2 entry daha
  • yola çıkmanın vakti geldi. gecenin bu saatlerinde iyi şeyler bulurum genelde çöplerde. mesela geçenlerde şu eski, altmışlı yıllara ait pille çalışan bir radyo çıktı. eh, çok temiz olmasa da kullanılabilirdi. biraz yıpranmış ve hor kullanılmıştı; insanların her şeyi hoyratça harcayıp, kullandıgı gibi... ufak bir sorunu vardı. biraz uğraştıktan sonra, çöpten çıkan pillerden taktım ve şanslıydım, çalıştırabildim. az çok anlarım eski makinelerden. şimdi,yaşadığım harabede, masanın üzerinde duruyor. uyumak için tek gözlü, yıkık, virane gecekonduma geldiğimde beni uyutmak için ninnilerini sıralıyor ve yalnızlıgımı paylaşmaktan ziyade, o da yalnızlığıma ortak oluyor. uzun zaman olmuştu radyo dinlemeyeli doğrusu. sanki koca bir çöl sessizliğini yırtıp, ruhuma işliyordu bı cızırtılı sesler.
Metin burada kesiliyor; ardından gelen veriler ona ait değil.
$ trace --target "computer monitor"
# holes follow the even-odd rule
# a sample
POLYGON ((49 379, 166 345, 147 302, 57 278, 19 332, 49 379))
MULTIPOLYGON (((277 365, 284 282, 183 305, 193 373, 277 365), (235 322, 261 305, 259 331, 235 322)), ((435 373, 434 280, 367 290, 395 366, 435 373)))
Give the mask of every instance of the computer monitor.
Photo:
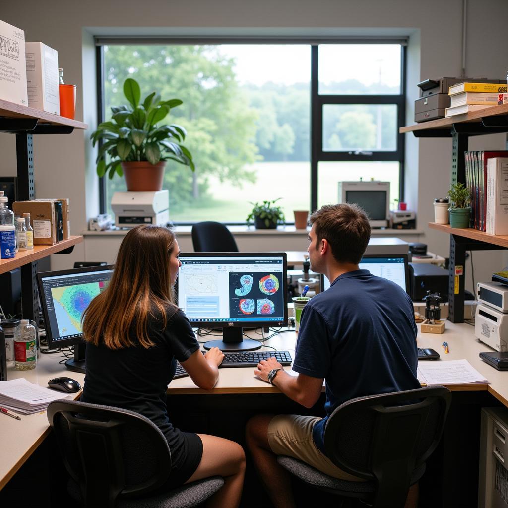
POLYGON ((113 268, 91 266, 37 274, 48 346, 74 346, 74 359, 65 362, 70 370, 85 371, 81 316, 92 299, 107 287, 113 268))
POLYGON ((195 327, 219 328, 222 340, 205 344, 226 351, 261 344, 243 340, 243 329, 288 324, 285 252, 180 253, 178 306, 195 327))
MULTIPOLYGON (((407 254, 393 256, 379 254, 364 254, 360 262, 360 270, 368 270, 373 275, 384 277, 398 284, 409 294, 409 265, 407 254)), ((321 274, 321 287, 326 291, 331 282, 321 274)))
    yıllardır kir, pas içindeki çöp arabamla, hurda toplar, kağıt toplar ve bunları bir miktar para karşılıgında satarım. sabahın erken saatlerinde ve gecenin bir miktar geç saatlerinde dışarı çıkar çöpleri karıştırırım yaşlı bir köpek gibi. yıllardır içimi dökecek bir arkadaşım da olmadı.. uzun zamandır kendimle sohbet ediyorum. görenler deli sansa da, rahatlatıyor beni kendimle konuşmak. yoksa çıldırmamak elde değil. dostum diyebileceğim varlıklar; sadece evimin etrafında dolanan, birbirlerini hırpalayan ve uluyan sokak köpekleri ve arada bir harabeme giren küçük yavru kediler.. onlar bile vahşileştiler bu hayatın karşısında.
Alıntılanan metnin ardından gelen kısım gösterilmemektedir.